Most months our trade that has a risk and reward rate of 4%. Said another way, it will typically work out that a 4% return means we have better than a 96% probability of success. This meets our core requirement of taking less risk than the rate of return. To get that, the VXN or volatility level of the NDX options has ranged from 16 to 20. However right now we’re looking at levels of 14 and on Friday hit a low not seen since Dec 2005.

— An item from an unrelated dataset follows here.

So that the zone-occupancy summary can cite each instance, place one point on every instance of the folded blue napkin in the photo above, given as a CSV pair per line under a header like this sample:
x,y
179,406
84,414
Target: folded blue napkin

The result is our reward to risk ratios don’t really level out until the 2% mark. In other words, to meet our #1 rule we have to accept a 2% profit with a 98% probability of success.  98% is a great number, but to only make 2% is much lower than what we’re used to especially if we have to wait for 4 weeks to get it. Sure you could pick levels that would return 4%, but the risk of going in-the-money jumps to more than 6%.
Staying disciplined is important to the success of this strategy and avoiding unwanted accelerated losses. There’s nothing wrong taking 2%. Compound that monthly and you can have a pretty good year. However, 2% is a trade that is going to be there whether there are 4 weeks to expiration or just 2 weeks. Yes, the levels will be different, but avoiding 2 weeks of market exposure helps your survival rate by avoiding a sell off.  So why not wait? However, the time will come this week as to whether we decide to trade or not. Because with less than two weeks till expiration, our ratios really start to become challenging.   
Here’s another way to think about all this. The strategy sells volatility and it does it by selling options to speculators willing to pay a premium for a big market move. When options are as cheap as they are right now, it’s like selling at the low. Markets-101 (if there was such a class) reminds us that selling low isn’t a good strategy for making money.  Waiting for the right trade can be emotionally draining, and can even mean skipping a month. Last year the strategy skipped the January expiration trade and the strategy still turned in a 42% annual gain for 2012.
If you want to participate in some of this run up via OTM Credit Spreads, consider doing a partial position, say 33 or 50%.  It leaves you the opportunity to add if the market moves against you.  You can always add with a different position as you get to the 2 week mark.
Waiting for volatility to return to the market is like waiting for the rain to come. It’s going to happen, no doubt about it, but when is tough to tell…usually it’s when you plan a big picnic or outdoor party.  A client said to me today, “I’m not worried. The market will provide volatility…it always does” and I couldn’t agree with him more. Being patient is the hardest part.